As we noted last week, the ASX 2000 has experienced severe underperformance to the US not only in the past two years, but since the GFC lows in March 2009. Fresh record highs across virtually all sectors in the US has made the last 5 years one of the most lucrative in history. Unfortunately one that the local market has not participated in.
However, the time has come for some of this underperformance to be reversed. The late stage of the US bull market is now being characterized by debate of when the Federal Reserve will begin to raise rates, the impact the US dollar’s strength will have on US corporations while the slump in oil prices have decimated the US oil sector. As a result of these factors large discrepancies are emerging between the performance of different industries and sectors.

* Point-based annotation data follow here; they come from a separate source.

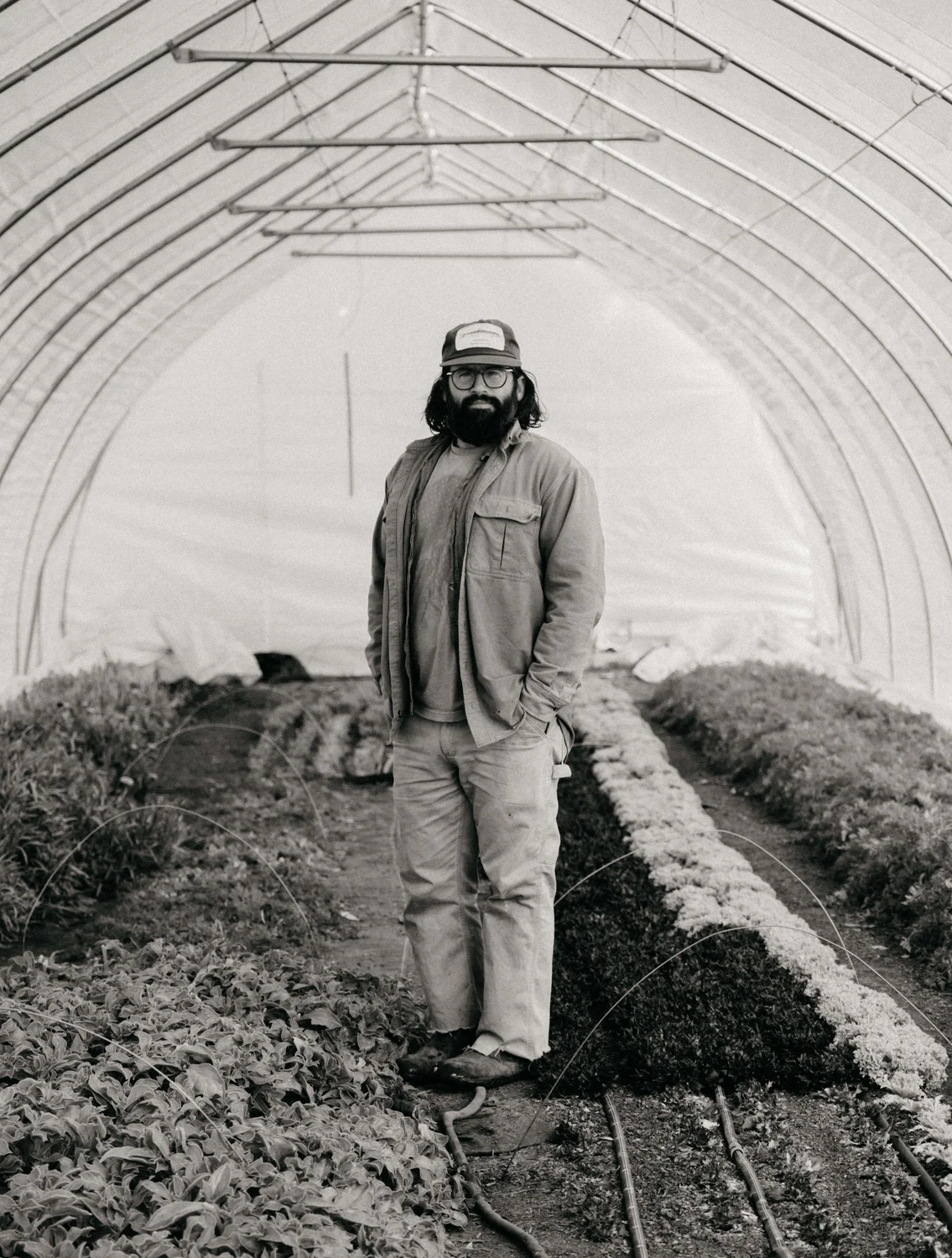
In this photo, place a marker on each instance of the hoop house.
(770, 179)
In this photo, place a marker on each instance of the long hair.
(528, 412)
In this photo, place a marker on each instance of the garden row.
(73, 788)
(868, 782)
(176, 1101)
(695, 966)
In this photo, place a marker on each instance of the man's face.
(479, 413)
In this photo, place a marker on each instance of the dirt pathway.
(564, 1187)
(731, 810)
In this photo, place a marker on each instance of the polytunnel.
(771, 178)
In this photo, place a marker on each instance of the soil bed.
(838, 1187)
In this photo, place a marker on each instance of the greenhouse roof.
(778, 178)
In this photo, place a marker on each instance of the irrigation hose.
(750, 1177)
(472, 1184)
(635, 1233)
(939, 1199)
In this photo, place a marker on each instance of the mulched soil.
(836, 1185)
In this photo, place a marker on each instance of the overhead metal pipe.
(790, 203)
(254, 186)
(745, 123)
(423, 118)
(864, 45)
(433, 257)
(322, 206)
(120, 75)
(735, 221)
(419, 231)
(707, 65)
(143, 128)
(854, 372)
(221, 143)
(58, 50)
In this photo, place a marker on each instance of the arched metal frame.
(907, 370)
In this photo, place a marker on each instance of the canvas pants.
(458, 805)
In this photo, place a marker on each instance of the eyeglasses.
(493, 377)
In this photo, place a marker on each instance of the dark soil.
(838, 1184)
(732, 810)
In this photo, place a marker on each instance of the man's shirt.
(434, 663)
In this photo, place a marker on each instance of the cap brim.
(473, 357)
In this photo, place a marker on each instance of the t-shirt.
(434, 664)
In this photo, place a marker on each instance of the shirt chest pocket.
(503, 540)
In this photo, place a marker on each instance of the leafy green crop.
(725, 1006)
(179, 1102)
(871, 784)
(65, 749)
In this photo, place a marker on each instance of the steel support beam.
(707, 65)
(432, 141)
(440, 203)
(67, 45)
(419, 231)
(435, 257)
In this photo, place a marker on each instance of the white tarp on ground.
(166, 647)
(226, 493)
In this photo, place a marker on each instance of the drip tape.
(471, 1183)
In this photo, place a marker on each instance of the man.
(488, 581)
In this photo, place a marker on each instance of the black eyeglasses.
(493, 377)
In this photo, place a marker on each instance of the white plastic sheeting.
(226, 490)
(796, 216)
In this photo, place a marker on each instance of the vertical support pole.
(350, 422)
(264, 516)
(423, 118)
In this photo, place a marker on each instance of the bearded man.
(488, 581)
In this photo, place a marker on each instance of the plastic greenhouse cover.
(795, 219)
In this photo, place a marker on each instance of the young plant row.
(65, 749)
(178, 1101)
(723, 1008)
(868, 782)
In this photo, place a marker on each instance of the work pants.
(457, 805)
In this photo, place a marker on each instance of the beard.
(481, 425)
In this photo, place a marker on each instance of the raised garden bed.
(65, 749)
(866, 782)
(180, 1101)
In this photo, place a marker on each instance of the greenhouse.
(236, 234)
(737, 314)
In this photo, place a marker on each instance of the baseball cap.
(486, 340)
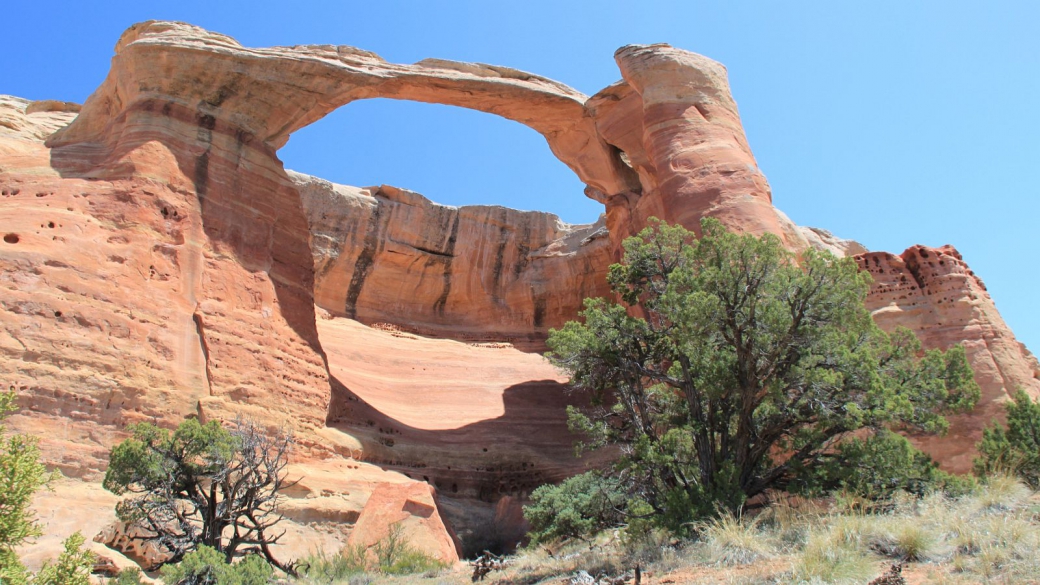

Gone are the days of Fed quantitative easing lifting the whole market.
With central bank policy around the globe no longer acting in unison, the performance of stock markets will also differ.
As shown in the chart below the relative performance of the ASX 200 to the SP 500 has been in one single direction since 2009. As the line below falls, it reflects ASX 200 underperformance. However, now this is reversing with a break of the long-term trendline and points to a period of prolonged outperformance – something not enjoyed since the bull market of 2003-2007.
This further underpins our view that those countries with central bank support are where investors need to be exposed. Additional rate cuts by the RBA this year will see the ASX 200 push through the key 6000 level where a rapid move towards 6300 is expected. That could come over a period of weeks not months once the 6000 level is breached.
Additionally it also suggests that where the ASX 200 will merely follow the US, we should be able to break free. Investors should not panic when waking any given morning and seeing the US equities have fallen. They have fallen for very different reasons that are not applicable to us. Much like why they have enjoyed one of the best bull markets that just hasn’t been applicable to us – until now.